Avoiding possible spoilers, this evening’s episode included a moment when Rachel heard Shelby Corcoran – Vocal Adrenaline’s director, played by Broadway superstar Idina Menzel – singing. The thing is, earlier in the series we learned that Defying Gravity, a song made famous by Menzel as the original Elphaba in Wicked, was Rachel’s “go to shower song”. Thus, surely she (like all other Wicked devotees) would recognise Idina’s voice anywhere?

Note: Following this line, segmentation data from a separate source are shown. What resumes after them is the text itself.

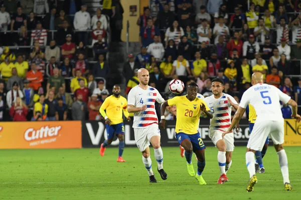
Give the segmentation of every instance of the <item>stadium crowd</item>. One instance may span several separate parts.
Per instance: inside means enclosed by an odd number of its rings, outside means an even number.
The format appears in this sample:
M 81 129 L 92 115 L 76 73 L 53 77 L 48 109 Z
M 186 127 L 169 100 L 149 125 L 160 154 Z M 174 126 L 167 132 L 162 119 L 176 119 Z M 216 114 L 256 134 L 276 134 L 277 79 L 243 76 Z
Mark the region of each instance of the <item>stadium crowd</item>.
M 174 95 L 172 79 L 195 82 L 206 96 L 219 77 L 239 102 L 252 73 L 260 72 L 301 104 L 301 79 L 290 78 L 301 74 L 300 1 L 251 0 L 249 10 L 244 0 L 153 2 L 137 20 L 141 52 L 128 55 L 122 94 L 138 84 L 144 68 L 149 85 L 166 98 Z M 80 0 L 2 3 L 0 120 L 101 118 L 99 108 L 111 93 L 108 43 L 120 42 L 122 28 L 120 0 L 110 2 L 92 17 Z M 282 110 L 290 116 L 289 106 Z

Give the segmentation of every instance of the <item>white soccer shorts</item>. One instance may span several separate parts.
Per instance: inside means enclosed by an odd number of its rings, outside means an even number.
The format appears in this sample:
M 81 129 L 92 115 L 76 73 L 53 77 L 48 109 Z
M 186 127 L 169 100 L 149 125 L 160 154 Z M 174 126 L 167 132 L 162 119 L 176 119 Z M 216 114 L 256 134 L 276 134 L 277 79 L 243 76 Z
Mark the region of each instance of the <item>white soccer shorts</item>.
M 223 140 L 223 132 L 220 130 L 209 130 L 209 138 L 216 147 L 216 143 L 220 140 Z M 253 132 L 252 132 L 253 134 Z M 229 133 L 224 137 L 224 141 L 226 144 L 226 151 L 233 152 L 234 150 L 234 134 L 233 132 Z
M 261 151 L 269 134 L 274 144 L 281 144 L 284 142 L 284 121 L 256 120 L 247 148 L 252 150 Z
M 145 128 L 134 128 L 136 144 L 140 152 L 144 151 L 150 145 L 149 140 L 153 136 L 160 136 L 160 130 L 157 124 L 153 124 Z

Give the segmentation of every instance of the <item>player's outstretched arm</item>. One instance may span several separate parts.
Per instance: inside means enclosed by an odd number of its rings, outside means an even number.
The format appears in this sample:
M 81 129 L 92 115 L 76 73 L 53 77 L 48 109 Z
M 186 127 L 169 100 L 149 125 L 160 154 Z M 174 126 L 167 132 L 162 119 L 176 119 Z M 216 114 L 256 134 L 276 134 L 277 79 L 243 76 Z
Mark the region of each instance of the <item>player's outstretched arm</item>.
M 233 118 L 232 119 L 231 126 L 228 129 L 228 130 L 223 133 L 223 138 L 224 138 L 224 136 L 226 134 L 232 132 L 233 128 L 237 124 L 238 124 L 245 110 L 245 108 L 243 108 L 240 106 L 238 106 L 238 109 L 237 109 L 237 111 L 235 112 L 235 114 L 234 114 L 234 116 L 233 116 Z
M 143 105 L 142 107 L 135 107 L 133 105 L 127 105 L 127 112 L 139 112 L 145 111 L 147 108 L 146 105 Z

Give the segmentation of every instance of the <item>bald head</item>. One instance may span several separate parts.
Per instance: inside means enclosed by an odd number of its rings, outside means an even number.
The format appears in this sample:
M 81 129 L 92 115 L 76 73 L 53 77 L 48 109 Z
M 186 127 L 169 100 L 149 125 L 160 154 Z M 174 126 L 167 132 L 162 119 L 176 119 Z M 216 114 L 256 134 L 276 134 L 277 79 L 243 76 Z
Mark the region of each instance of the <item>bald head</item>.
M 260 72 L 255 72 L 252 74 L 252 84 L 263 82 L 263 74 Z

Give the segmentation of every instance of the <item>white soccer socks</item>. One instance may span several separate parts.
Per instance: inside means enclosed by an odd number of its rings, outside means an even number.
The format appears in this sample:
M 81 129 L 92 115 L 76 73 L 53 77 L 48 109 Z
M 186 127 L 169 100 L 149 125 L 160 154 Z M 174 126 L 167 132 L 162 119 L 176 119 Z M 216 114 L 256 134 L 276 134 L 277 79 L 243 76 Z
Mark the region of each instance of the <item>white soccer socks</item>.
M 158 164 L 158 170 L 160 170 L 163 168 L 163 152 L 161 148 L 154 148 L 155 158 Z
M 255 174 L 255 154 L 252 152 L 246 153 L 246 164 L 250 174 L 250 178 Z
M 218 151 L 217 153 L 217 161 L 221 171 L 221 175 L 226 174 L 226 152 Z
M 288 178 L 288 166 L 287 164 L 287 157 L 284 150 L 282 150 L 277 152 L 278 155 L 278 160 L 280 164 L 280 168 L 283 177 L 283 184 L 289 183 Z
M 143 164 L 144 164 L 145 168 L 148 172 L 148 175 L 154 175 L 154 172 L 153 172 L 153 170 L 152 169 L 152 159 L 150 159 L 150 156 L 145 158 L 142 156 L 142 161 L 143 162 Z

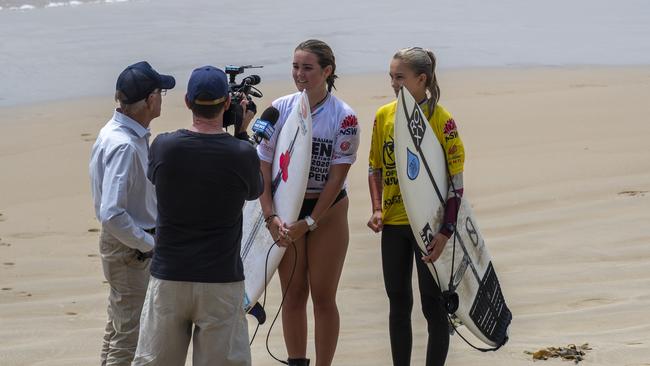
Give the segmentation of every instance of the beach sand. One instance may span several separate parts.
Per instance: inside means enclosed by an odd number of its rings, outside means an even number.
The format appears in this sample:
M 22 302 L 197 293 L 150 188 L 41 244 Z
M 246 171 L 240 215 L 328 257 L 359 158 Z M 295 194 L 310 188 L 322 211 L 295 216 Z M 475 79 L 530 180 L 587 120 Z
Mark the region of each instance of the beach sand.
M 440 84 L 466 146 L 466 196 L 514 316 L 503 349 L 480 353 L 454 336 L 447 364 L 530 365 L 525 351 L 588 342 L 585 365 L 650 365 L 650 67 L 442 70 Z M 385 74 L 343 75 L 337 86 L 363 131 L 334 364 L 389 365 L 366 176 L 374 111 L 394 96 Z M 154 134 L 189 126 L 183 87 L 164 98 Z M 261 89 L 260 111 L 294 91 L 288 80 Z M 88 159 L 111 95 L 0 109 L 0 365 L 98 363 L 108 288 Z M 269 317 L 278 304 L 274 280 Z M 277 364 L 269 323 L 255 365 Z M 414 365 L 424 363 L 425 328 L 416 292 Z M 286 358 L 280 320 L 269 346 Z

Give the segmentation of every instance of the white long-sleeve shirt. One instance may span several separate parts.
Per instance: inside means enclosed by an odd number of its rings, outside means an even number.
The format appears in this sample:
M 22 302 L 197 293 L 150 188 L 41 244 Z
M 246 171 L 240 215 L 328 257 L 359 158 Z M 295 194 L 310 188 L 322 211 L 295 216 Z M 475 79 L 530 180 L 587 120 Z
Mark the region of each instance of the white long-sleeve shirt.
M 120 113 L 97 136 L 90 157 L 95 215 L 124 245 L 142 252 L 154 247 L 145 229 L 156 226 L 156 193 L 147 179 L 151 132 Z

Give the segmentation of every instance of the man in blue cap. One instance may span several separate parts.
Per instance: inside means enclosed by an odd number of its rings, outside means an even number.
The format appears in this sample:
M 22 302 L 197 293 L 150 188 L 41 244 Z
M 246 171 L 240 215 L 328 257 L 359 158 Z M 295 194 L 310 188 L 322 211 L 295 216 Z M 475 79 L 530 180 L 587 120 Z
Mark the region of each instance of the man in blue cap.
M 192 125 L 151 144 L 157 240 L 133 365 L 183 366 L 191 340 L 193 365 L 250 365 L 242 208 L 262 193 L 260 162 L 223 128 L 231 103 L 223 71 L 195 69 L 185 103 Z M 244 115 L 247 126 L 252 113 Z
M 130 365 L 154 248 L 156 196 L 147 180 L 149 124 L 160 116 L 162 95 L 176 84 L 147 62 L 127 67 L 117 79 L 119 102 L 97 136 L 90 159 L 99 250 L 110 285 L 102 365 Z

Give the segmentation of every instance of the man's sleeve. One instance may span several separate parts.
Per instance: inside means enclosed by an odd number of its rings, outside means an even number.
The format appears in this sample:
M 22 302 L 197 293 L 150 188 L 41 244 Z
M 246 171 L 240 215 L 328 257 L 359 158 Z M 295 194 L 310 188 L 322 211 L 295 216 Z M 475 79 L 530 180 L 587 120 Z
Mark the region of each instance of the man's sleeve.
M 121 145 L 107 158 L 102 181 L 99 220 L 102 226 L 124 245 L 148 252 L 154 247 L 153 237 L 135 225 L 126 211 L 128 192 L 135 184 L 135 169 L 141 169 L 135 148 Z
M 248 201 L 257 199 L 259 196 L 262 195 L 262 192 L 264 192 L 264 178 L 262 177 L 262 171 L 260 170 L 260 159 L 257 156 L 257 153 L 255 150 L 251 150 L 252 153 L 250 154 L 250 159 L 249 159 L 249 164 L 248 166 L 250 167 L 249 171 L 249 190 L 248 190 L 248 197 L 246 198 Z

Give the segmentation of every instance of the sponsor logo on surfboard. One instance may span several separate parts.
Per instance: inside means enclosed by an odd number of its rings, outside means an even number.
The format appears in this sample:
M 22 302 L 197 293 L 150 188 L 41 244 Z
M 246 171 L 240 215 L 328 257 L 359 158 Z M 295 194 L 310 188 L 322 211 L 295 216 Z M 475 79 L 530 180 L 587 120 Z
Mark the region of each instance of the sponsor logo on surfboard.
M 426 247 L 431 243 L 431 240 L 433 240 L 433 230 L 431 230 L 431 225 L 427 222 L 426 225 L 420 230 L 420 237 L 422 238 L 422 242 L 424 243 L 424 246 Z
M 420 174 L 420 159 L 408 147 L 406 148 L 406 162 L 406 174 L 410 180 L 415 180 Z
M 282 172 L 282 181 L 289 179 L 289 163 L 291 162 L 291 152 L 287 150 L 280 155 L 280 171 Z

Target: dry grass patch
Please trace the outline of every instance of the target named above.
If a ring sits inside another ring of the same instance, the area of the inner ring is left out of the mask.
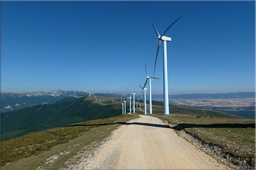
[[[223,152],[235,158],[255,164],[255,122],[249,118],[228,118],[196,115],[175,114],[154,117],[166,120],[177,131],[184,130],[203,142],[218,145]]]

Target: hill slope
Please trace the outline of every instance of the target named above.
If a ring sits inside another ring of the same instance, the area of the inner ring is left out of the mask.
[[[1,92],[1,111],[17,110],[42,103],[53,104],[67,97],[84,96],[88,93],[75,90],[44,90],[31,92]]]
[[[66,102],[1,113],[1,140],[30,132],[122,114],[120,103],[100,104],[86,97],[69,99],[63,99],[62,101]]]

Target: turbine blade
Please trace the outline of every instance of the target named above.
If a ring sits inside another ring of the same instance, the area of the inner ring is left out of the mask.
[[[152,22],[154,29],[155,29],[156,33],[157,35],[157,37],[160,36],[159,33],[158,33],[157,30],[156,29],[155,25],[154,25],[154,22]]]
[[[156,78],[156,77],[150,77],[151,78],[153,78],[153,79],[160,79],[160,78]]]
[[[157,46],[157,50],[156,51],[156,61],[155,61],[155,67],[154,68],[154,76],[155,76],[155,71],[156,71],[156,60],[157,60],[157,55],[159,51],[161,41],[158,41],[158,46]]]
[[[166,33],[166,32],[169,30],[169,29],[170,27],[172,27],[172,25],[173,25],[174,24],[175,24],[176,22],[177,22],[181,17],[182,17],[184,16],[184,15],[182,16],[181,16],[180,17],[179,17],[179,18],[177,18],[175,22],[173,22],[173,24],[171,24],[171,25],[169,26],[169,27],[168,27],[166,29],[166,30],[164,31],[164,32],[163,34],[163,35],[161,36],[160,39],[162,38],[162,37],[164,35],[165,33]]]
[[[146,81],[145,81],[145,83],[144,83],[143,89],[144,89],[145,87],[146,86],[146,83],[147,83],[147,81],[148,81],[148,80],[147,78]]]
[[[147,71],[147,70],[146,62],[145,62],[145,68],[146,69],[146,74],[147,74],[147,77],[148,77],[148,71]]]
[[[146,86],[148,85],[148,82],[149,82],[149,81],[148,81],[147,82],[147,83],[146,83],[146,85],[145,85],[145,87],[146,87]]]
[[[142,89],[142,90],[141,90],[141,93],[142,93],[143,92],[143,88],[142,87],[141,87],[140,85],[140,85],[140,88]]]

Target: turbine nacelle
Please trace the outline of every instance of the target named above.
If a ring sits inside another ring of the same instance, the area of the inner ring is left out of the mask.
[[[170,27],[172,27],[172,25],[173,25],[173,24],[177,22],[181,17],[182,17],[182,16],[181,16],[180,17],[179,17],[179,18],[177,18],[175,22],[173,22],[164,32],[164,33],[160,36],[159,33],[158,32],[157,30],[156,29],[155,25],[154,25],[154,23],[152,22],[153,24],[153,27],[154,29],[156,31],[156,35],[157,36],[157,38],[159,39],[158,41],[158,45],[157,45],[157,50],[156,51],[156,61],[155,61],[155,67],[154,69],[154,75],[155,75],[155,71],[156,71],[156,61],[157,60],[157,55],[158,55],[158,52],[159,51],[159,48],[160,48],[160,44],[161,44],[161,41],[166,41],[167,42],[170,42],[172,41],[172,38],[170,37],[166,37],[164,36],[164,34],[166,33],[166,32],[169,30],[169,29]]]
[[[159,41],[166,41],[166,42],[170,42],[172,41],[172,38],[167,36],[158,36],[157,38],[159,39]]]

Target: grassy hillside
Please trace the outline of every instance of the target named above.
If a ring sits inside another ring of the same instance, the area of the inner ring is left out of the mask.
[[[92,102],[92,97],[68,97],[52,104],[40,104],[1,113],[1,140],[31,132],[122,114],[120,103],[113,104],[111,100],[111,104],[100,104]],[[104,102],[109,101],[106,99]]]
[[[83,147],[92,143],[96,147],[97,143],[109,136],[117,127],[137,117],[122,115],[29,133],[2,141],[1,169],[65,167],[64,163]],[[49,159],[54,156],[58,160],[47,163]]]
[[[232,164],[243,169],[255,167],[255,120],[176,113],[174,116],[157,113],[152,115],[166,120],[181,136],[184,130],[209,146],[220,146],[221,151],[216,149],[213,153],[221,152],[218,154],[224,158],[231,155],[229,161]]]

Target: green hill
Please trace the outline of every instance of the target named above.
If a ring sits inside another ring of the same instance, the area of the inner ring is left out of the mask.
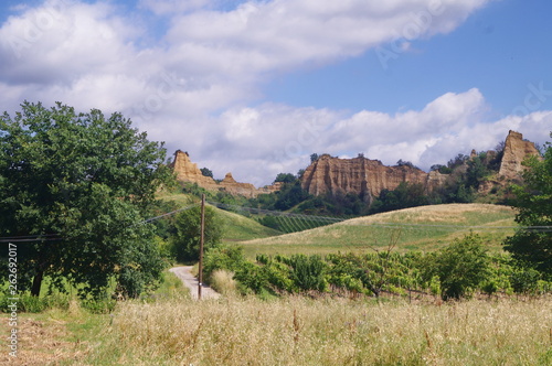
[[[200,203],[198,197],[185,193],[164,193],[160,194],[159,198],[162,201],[172,201],[176,203],[177,207],[185,207]],[[280,232],[263,226],[255,219],[216,207],[214,208],[224,223],[223,243],[235,243],[282,235]]]
[[[516,212],[489,204],[447,204],[405,208],[349,219],[315,229],[241,241],[245,254],[290,255],[359,252],[386,248],[399,236],[395,250],[435,250],[470,230],[480,234],[491,251],[513,234]]]
[[[243,241],[282,235],[280,232],[263,226],[252,218],[216,208],[224,220],[224,243]]]

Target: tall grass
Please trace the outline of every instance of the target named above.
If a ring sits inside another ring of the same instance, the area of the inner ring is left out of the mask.
[[[551,299],[126,303],[91,353],[121,365],[549,365]]]

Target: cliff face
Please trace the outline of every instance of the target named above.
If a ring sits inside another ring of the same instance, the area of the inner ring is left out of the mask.
[[[208,190],[211,185],[216,185],[216,182],[211,176],[201,173],[198,164],[192,163],[188,152],[182,150],[174,152],[174,160],[169,166],[177,173],[177,180],[179,181],[198,183],[198,185]]]
[[[277,183],[262,189],[256,189],[251,183],[238,183],[227,173],[224,180],[217,183],[210,176],[204,176],[198,164],[192,163],[187,152],[177,150],[174,160],[169,165],[177,173],[177,180],[180,182],[197,183],[199,186],[209,191],[224,191],[234,195],[243,195],[245,197],[256,197],[259,194],[276,192],[280,189]]]
[[[432,175],[432,180],[438,179]],[[385,166],[379,160],[362,157],[339,159],[323,154],[307,168],[301,186],[312,195],[354,193],[371,202],[382,190],[394,190],[402,182],[427,186],[428,181],[429,174],[417,168]]]
[[[506,138],[505,153],[500,162],[499,175],[508,180],[519,179],[523,171],[521,164],[529,155],[540,157],[539,150],[531,141],[523,141],[523,136],[516,131],[510,131]]]
[[[496,185],[508,184],[509,181],[520,180],[523,170],[522,161],[528,155],[539,155],[533,142],[523,141],[521,133],[510,131],[506,139],[503,157],[500,162],[499,180],[481,183],[480,193],[489,192]],[[471,151],[470,159],[477,157]],[[487,152],[487,159],[497,157],[495,151]],[[457,168],[457,173],[465,173],[467,164]],[[464,170],[464,171],[461,171]],[[332,158],[321,155],[307,168],[301,179],[301,186],[312,195],[336,195],[339,193],[354,193],[370,203],[372,197],[380,195],[382,190],[394,190],[402,182],[423,184],[427,192],[432,192],[446,184],[449,174],[437,171],[426,173],[420,169],[402,165],[385,166],[378,160],[362,157],[354,159]]]

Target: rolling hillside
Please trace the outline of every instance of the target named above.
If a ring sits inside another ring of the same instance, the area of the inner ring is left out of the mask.
[[[470,230],[480,234],[491,251],[513,234],[511,207],[488,204],[448,204],[400,209],[349,219],[330,226],[241,241],[245,254],[289,255],[367,251],[386,248],[399,235],[395,250],[435,250]]]
[[[200,202],[198,197],[183,193],[167,193],[159,195],[159,198],[176,202],[179,207],[199,204]],[[252,218],[216,207],[213,208],[216,209],[224,222],[223,243],[235,243],[282,235],[280,232],[263,226]]]

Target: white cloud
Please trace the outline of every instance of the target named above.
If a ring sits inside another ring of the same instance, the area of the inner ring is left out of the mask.
[[[24,99],[123,111],[169,150],[189,150],[216,175],[232,171],[256,184],[305,168],[312,152],[365,152],[428,168],[458,149],[492,148],[508,129],[527,129],[527,138],[542,142],[551,114],[487,121],[474,88],[421,110],[346,115],[259,104],[262,87],[278,73],[393,42],[405,52],[414,39],[449,32],[487,2],[141,0],[147,14],[125,14],[115,2],[52,0],[0,24],[0,94],[10,111]],[[148,29],[156,21],[166,33]]]

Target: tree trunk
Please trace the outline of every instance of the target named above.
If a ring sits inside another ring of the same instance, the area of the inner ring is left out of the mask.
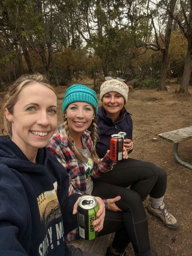
[[[104,64],[102,65],[102,68],[103,68],[103,73],[104,74],[104,76],[107,76],[108,75],[107,74],[107,68],[106,65]]]
[[[57,71],[56,71],[56,68],[55,68],[55,63],[54,63],[54,62],[53,61],[53,57],[52,55],[52,52],[51,52],[51,64],[52,65],[52,68],[53,68],[53,70],[54,78],[55,78],[55,86],[59,86],[59,81],[58,81],[58,78],[57,77]]]
[[[188,51],[186,57],[181,83],[179,91],[179,92],[182,92],[186,94],[189,94],[188,91],[188,87],[192,70],[192,50]]]
[[[161,73],[158,90],[165,91],[166,90],[166,76],[168,61],[168,52],[167,49],[165,49],[163,55],[162,63],[161,65]]]
[[[27,64],[28,70],[30,73],[32,73],[34,71],[33,66],[31,60],[31,58],[30,58],[28,50],[25,45],[25,43],[23,44],[23,51]]]
[[[171,0],[168,7],[169,16],[167,24],[166,34],[165,38],[164,47],[163,52],[162,63],[161,66],[161,78],[158,90],[165,91],[166,90],[166,77],[168,65],[168,52],[173,22],[172,15],[175,9],[177,0]]]
[[[40,55],[41,57],[42,60],[42,63],[43,65],[43,70],[44,72],[47,75],[48,79],[49,79],[49,67],[47,64],[47,62],[46,58],[45,52],[45,47],[44,46],[43,43],[40,42],[39,43],[40,46]]]

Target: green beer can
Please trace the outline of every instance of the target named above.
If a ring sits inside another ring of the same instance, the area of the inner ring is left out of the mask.
[[[77,204],[79,232],[80,236],[86,240],[94,239],[97,236],[97,232],[94,231],[95,226],[92,223],[97,219],[99,208],[96,198],[92,196],[83,196]]]

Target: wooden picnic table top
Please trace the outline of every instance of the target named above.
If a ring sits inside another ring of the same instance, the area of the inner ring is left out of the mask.
[[[192,126],[157,134],[161,139],[176,143],[192,139]]]

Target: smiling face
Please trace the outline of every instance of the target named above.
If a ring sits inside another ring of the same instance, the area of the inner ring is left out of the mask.
[[[103,106],[107,112],[108,116],[119,115],[123,108],[125,100],[118,92],[110,92],[103,95],[102,99]]]
[[[91,125],[95,111],[92,106],[86,102],[77,101],[70,104],[65,116],[67,117],[68,129],[74,138],[81,136]]]
[[[21,91],[12,114],[5,108],[11,123],[12,140],[30,161],[38,148],[46,146],[56,130],[57,105],[53,91],[36,83]]]

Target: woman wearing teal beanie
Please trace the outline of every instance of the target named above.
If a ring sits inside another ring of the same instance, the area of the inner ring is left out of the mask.
[[[126,188],[97,180],[110,171],[116,162],[110,159],[109,150],[100,159],[96,153],[98,135],[95,117],[98,106],[95,92],[85,85],[72,85],[66,91],[62,110],[64,122],[55,132],[47,148],[68,172],[71,183],[69,196],[85,194],[103,198],[106,215],[103,228],[98,230],[98,235],[115,232],[106,255],[125,255],[131,242],[136,256],[152,256],[147,220],[139,195]],[[87,130],[90,125],[92,138]],[[124,159],[127,159],[127,154],[124,147]],[[76,229],[68,234],[67,240],[80,239]]]

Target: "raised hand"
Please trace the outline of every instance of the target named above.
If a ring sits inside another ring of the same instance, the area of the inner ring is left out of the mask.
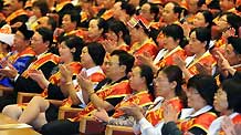
[[[31,70],[31,72],[29,72],[29,76],[34,80],[41,89],[46,89],[50,84],[41,70]]]
[[[67,65],[61,64],[60,66],[60,72],[61,72],[61,81],[62,82],[71,82],[72,81],[72,69]]]
[[[178,118],[178,113],[175,106],[171,104],[164,104],[164,121],[168,122],[176,122]]]
[[[4,69],[0,69],[0,74],[8,76],[10,79],[14,79],[18,75],[18,71],[12,64],[8,63],[8,65]]]
[[[234,124],[232,123],[232,120],[230,120],[228,116],[223,117],[223,121],[221,123],[221,127],[226,135],[237,135],[234,129]]]
[[[197,63],[195,66],[197,68],[199,74],[212,75],[212,65],[210,63]]]
[[[144,117],[144,110],[136,104],[120,107],[119,110],[122,110],[125,114],[133,116],[136,121],[139,121]]]
[[[93,115],[94,115],[95,120],[97,120],[99,122],[108,122],[109,121],[108,114],[104,108],[99,108]]]

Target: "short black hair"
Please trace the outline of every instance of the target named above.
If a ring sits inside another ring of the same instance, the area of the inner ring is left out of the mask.
[[[50,12],[49,6],[46,3],[46,0],[38,0],[33,2],[32,7],[36,7],[40,9],[42,17],[46,15],[48,12]]]
[[[41,34],[43,42],[50,42],[49,46],[53,43],[53,31],[48,28],[39,28],[35,30]]]
[[[232,45],[235,54],[241,54],[241,38],[229,37],[228,43]]]
[[[222,12],[219,17],[227,15],[227,22],[231,28],[235,29],[235,34],[239,34],[239,28],[241,25],[241,17],[237,15],[233,12]]]
[[[208,23],[208,28],[211,28],[211,24],[213,23],[212,13],[209,10],[199,10],[198,12],[200,12],[205,17],[205,22]]]
[[[96,65],[102,65],[105,58],[105,49],[101,43],[90,42],[86,44],[88,54]]]
[[[111,53],[111,56],[113,55],[118,56],[119,65],[126,66],[126,74],[132,71],[132,68],[135,62],[135,58],[132,54],[129,54],[128,52],[124,50],[115,50]]]
[[[177,83],[175,94],[182,101],[184,105],[187,106],[187,96],[181,86],[185,83],[181,69],[178,65],[169,65],[164,69],[159,69],[157,74],[159,74],[159,72],[166,74],[168,82],[175,81]]]
[[[69,14],[71,17],[71,21],[72,22],[76,22],[76,27],[80,24],[81,22],[81,15],[80,12],[75,11],[75,10],[70,10],[63,13],[63,17]]]
[[[140,76],[145,77],[145,80],[146,80],[146,85],[149,90],[149,94],[151,94],[154,96],[154,86],[153,86],[154,72],[153,72],[153,69],[146,64],[140,64],[138,66],[140,69]]]
[[[179,40],[179,44],[182,42],[185,35],[184,30],[178,24],[169,24],[163,29],[164,35],[171,37],[174,40]]]
[[[196,74],[188,80],[187,87],[193,87],[208,105],[213,104],[214,93],[218,90],[217,81],[210,75]]]
[[[190,31],[189,37],[191,35],[192,32],[196,32],[196,37],[200,42],[207,42],[205,48],[206,50],[208,50],[211,40],[211,30],[203,27],[195,28]]]
[[[122,38],[124,42],[126,44],[130,44],[129,30],[126,28],[126,25],[122,21],[118,21],[118,20],[109,21],[108,28],[109,28],[108,30],[113,31],[117,37],[119,32],[122,32],[123,33]]]
[[[54,31],[56,29],[56,21],[50,15],[48,15],[48,18],[49,18],[48,24],[50,24],[52,30]]]
[[[82,49],[84,48],[84,41],[80,37],[70,35],[66,38],[66,40],[62,42],[64,42],[67,48],[75,49],[75,51],[72,52],[72,55],[74,58],[74,61],[80,61],[80,55],[82,53]]]
[[[238,79],[229,79],[223,81],[221,84],[222,90],[227,93],[228,100],[228,108],[233,110],[234,112],[241,113],[241,80]]]

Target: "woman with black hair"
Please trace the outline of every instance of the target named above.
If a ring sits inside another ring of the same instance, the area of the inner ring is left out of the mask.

Then there’s the things you have to ignore, just so that things make sense. Two EastEnders examples spring to mind: do the Carry On films exist in a world where Barbara Windsor is the local pub’s landlady? Have the people of Walford never seen the wonder that is Gavin & Stacey because the guy who played Archie Mitchell is Gavin’s Dad? 
Or, how about the fabulous Brockman family of Outnumbered fame? They seem like just the kind of family who might have Radio 4 on in the background, particularly at lunchtime on Saturday when the Friday night comedy programme’s repeated. But how could you reconcile Hugh Dennis’ hosting of The Now Show with his other role as Pete Brockman, put-upon father of three? [Incidentally, I would love to see a hybrid of the two programmes in which Karen (or the girl who plays her) gets to host a political debate or simply take part as a contributor, it would be amazing!] 
Am I simply thinking way too much??

There are plenty more, but the heat and the lateness of the hour is frazzling my brain. Instead, I leave you with another Glee related snippet – a tribute to the wonder that is Brittany. Even if you’ve not watched Glee, watch this video, you need to know about a girl who thinks dolphins are gay sharks – trust me! 

Can I ask you a question about the Bible?

Today’s Friday entertainment comes thanks to my Dad and the BBC. (More thanks is probably due the BBC, Dad simply e-mailed me the link.)

I’m sure I’ve raved about Outnumbered before, it’s a gem of a sitcom – mostly thanks to its precocious cast whose roles are almost entirely improvised. My parents love it and I think this clip is now a part of my Dad’s mission to educate his students (he’s principal of a school for vicars) in how to deal with over-intelligent children who ask too many questions.
Dad says he’s well placed to teach this as he had to deal with his own Karen (the 6 year old star of the show) for many, many years. Apparently he means me. I’m trying not to take offense.
Anyway, this is a hilarious clip. The e-mail that went with it ended with the line: “If this doesn’t put people off ordination, nothing will!” Duely noted. Thanks Dad.